Kino. Die Lichtspiele im „Stern“ bringen ein verfilmtes Gedicht von Henrik Ibsen: „Terje Vigen“. Der demokratische Geist des nordischen Dichters lehnt sich darin gegen die politische Unterdrückung seines Vaterlandes durch England zu Beginn des 19. Jahrhunderts auf. Der scharfe Protest spiegelt sich in dem Schicksal des kühnen Lotsen Terje Vigen, der im Kampf mit den brandenden Wogen sich ebenso mutvoll zeigt. Daß eine skandinavische Filmgesellschaft es wagt, derzeit einen solchen flammenden Protest gegen ein geschichtliches Unrecht Englands gegenüber Norwegen szenisch darzustellen, entbehrt nicht des politischen Untertons. Nebenbei ist der Rahmen, die nordische See in ihrer elementaren Gewalt und wilden Schönheit, von bezwingender Wirkung. [...]
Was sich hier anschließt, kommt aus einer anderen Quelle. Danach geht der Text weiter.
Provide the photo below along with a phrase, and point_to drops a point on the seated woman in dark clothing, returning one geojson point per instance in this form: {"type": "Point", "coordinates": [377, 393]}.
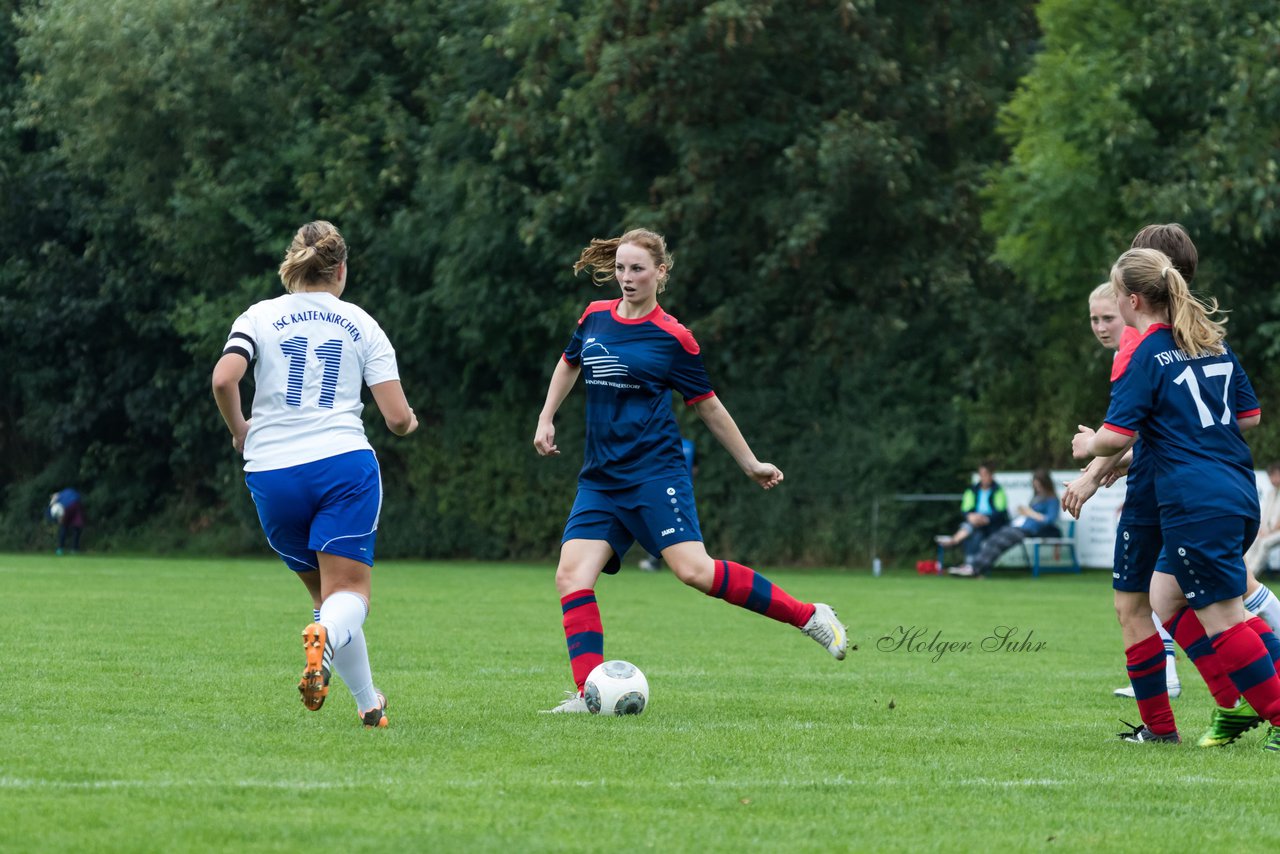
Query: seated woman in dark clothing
{"type": "Point", "coordinates": [1037, 520]}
Diebstahl. [...] Ein frecher Diebstahl wurde gestern morgen gegen 11 Uhr in der Kriegsküche an der Sandkaule verübt. Eine wohl mit den Räumlichkeiten und auch den Gepflogenheiten der ehrenamtlich dort tätigen Damen stahl aus einem sog. Marktbeutel, der sich in einem verschlossenen Zimmer befunden hatte, eine Handtasche, enthaltend etwa 20 Mark, eine Straßenbahnkarte, einige Briefe und Schlüssel. Spuren von Nagelschuhen deuten darauf hin, daß die diebische Person ihren Weg durch ein wahrscheinlich nicht fest verschlossenes Fenster genommen hat. Der Dieb setzte seiner dreisten Tat durch Verschmutzung des dahinter liegenden Hofes die Krone auf.

(Bonner General-Anzeiger, Rubrik „Aus Bonn“)

      

Die Frühkartoffeln wurden in ganz vereinzelten Fällen bereits beerntet. Da der Boden genügend Feuchtigkeit besitzt, werden die Kartoffeln jetzt noch sehr an Dicke zunehmen und hält man infolgedessen überall noch mit der Ernte zurück. Die bereits ausgegrabenen Kartoffeln waren schon von ansehnlicher Entwicklung, jedoch läßt sich jetzt von dem Ausfall der Ernte noch kein abschließendes Urteil fällen. Die Aussichten sind allerdings günstig.

Die Leiche, die am 21. Juni vor der Theaterstraße gelandet wurde, ist als die einer Rentnerin aus Neuwied erkannt worden. Die Rentnerin hat vermutlich in einem Schwermutsanfall den Tod im Rhein gesucht und gefunden.